MIT Researchers Trying to Remove Reflections in Photographs Using Software
Leave the circular polarizing filter at home and nuke reflections the new way
Reflections can be a tricky thing in photography. Sometimes, they provide striking visual elements that help enhance the look of a photo, while other times they can totally ruin an image by muddying up the scene. You can sometimes use a circular polarizing filter to control the reflections, but MIT researchers want to make the process simpler and software-based.
The MIT scientists are headed to the Computer Vision and Pattern Recognition conference held in June to show off an algorithm that can actually separate a reflection out from the image and give you a clear view of both pieces.
Here’s a brief description of how the underlying technology works taken from MIT News:
“…[the algorithm] divides images into 8-by-8 blocks of pixels; for each block, it calculates the correlation between each pixel and each of the others. The aggregate statistics for all the 8-by-8 blocks in 50,000 training images proved a reliable way to distinguish reflections from images shot through glass.”
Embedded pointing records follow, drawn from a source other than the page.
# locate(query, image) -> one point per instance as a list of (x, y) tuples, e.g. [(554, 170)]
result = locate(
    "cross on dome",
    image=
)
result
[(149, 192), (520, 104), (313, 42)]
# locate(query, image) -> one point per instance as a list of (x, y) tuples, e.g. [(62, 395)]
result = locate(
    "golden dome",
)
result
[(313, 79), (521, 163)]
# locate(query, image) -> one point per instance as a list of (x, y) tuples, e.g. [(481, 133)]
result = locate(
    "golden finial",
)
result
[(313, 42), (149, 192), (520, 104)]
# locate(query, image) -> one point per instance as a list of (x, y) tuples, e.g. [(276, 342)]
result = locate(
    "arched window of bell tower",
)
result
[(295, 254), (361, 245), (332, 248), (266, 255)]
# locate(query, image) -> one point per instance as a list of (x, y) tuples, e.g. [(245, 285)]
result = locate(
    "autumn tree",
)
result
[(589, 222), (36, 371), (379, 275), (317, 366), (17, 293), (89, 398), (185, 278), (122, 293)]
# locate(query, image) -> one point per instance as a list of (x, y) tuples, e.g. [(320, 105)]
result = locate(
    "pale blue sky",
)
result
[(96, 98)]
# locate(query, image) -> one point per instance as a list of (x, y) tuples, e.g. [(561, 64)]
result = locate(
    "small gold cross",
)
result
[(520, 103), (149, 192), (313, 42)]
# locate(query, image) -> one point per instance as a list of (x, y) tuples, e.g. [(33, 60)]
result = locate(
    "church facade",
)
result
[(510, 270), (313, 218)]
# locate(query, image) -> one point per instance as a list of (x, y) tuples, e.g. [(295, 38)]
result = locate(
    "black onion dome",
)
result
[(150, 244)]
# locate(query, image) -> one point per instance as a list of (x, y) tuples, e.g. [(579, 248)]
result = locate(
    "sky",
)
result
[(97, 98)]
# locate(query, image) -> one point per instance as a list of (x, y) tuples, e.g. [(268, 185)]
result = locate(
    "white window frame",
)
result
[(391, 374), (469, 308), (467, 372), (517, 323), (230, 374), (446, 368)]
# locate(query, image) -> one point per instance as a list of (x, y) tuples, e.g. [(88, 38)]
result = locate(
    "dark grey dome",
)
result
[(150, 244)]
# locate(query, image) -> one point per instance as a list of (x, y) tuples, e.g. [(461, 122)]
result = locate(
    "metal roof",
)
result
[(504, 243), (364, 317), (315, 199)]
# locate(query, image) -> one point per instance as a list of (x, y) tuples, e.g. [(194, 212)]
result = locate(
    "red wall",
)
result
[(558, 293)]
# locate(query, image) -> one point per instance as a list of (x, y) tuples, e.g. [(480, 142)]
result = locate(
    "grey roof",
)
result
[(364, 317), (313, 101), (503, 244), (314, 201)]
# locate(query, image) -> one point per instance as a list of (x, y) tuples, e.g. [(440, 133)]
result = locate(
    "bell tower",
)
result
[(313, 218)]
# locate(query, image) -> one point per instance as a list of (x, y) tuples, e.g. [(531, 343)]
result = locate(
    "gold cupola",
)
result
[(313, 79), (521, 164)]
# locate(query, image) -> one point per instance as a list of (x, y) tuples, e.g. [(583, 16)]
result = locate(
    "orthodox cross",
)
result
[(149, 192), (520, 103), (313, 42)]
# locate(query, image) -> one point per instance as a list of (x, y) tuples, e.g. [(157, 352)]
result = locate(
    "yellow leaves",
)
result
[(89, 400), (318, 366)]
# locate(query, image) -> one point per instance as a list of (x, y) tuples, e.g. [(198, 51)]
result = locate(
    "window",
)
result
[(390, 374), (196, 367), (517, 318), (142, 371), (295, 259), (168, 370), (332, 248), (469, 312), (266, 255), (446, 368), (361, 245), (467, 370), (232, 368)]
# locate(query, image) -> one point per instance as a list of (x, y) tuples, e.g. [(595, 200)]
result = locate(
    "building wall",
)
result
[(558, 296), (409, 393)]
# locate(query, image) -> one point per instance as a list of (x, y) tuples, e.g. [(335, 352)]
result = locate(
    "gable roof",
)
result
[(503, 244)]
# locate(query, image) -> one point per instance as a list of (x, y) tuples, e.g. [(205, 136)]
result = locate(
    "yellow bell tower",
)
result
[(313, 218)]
As with all new developing technologies, it still has a while to go before it’s ready to be slammed into the next major Photoshop release, but it looks promising and could prove very useful for photographers. After all, they’re already working on getting rid of blur from camera shake, and cameras like the Lytro want to let you choose your focus after you’ve uploaded your photo. This just seems like another step in that direction.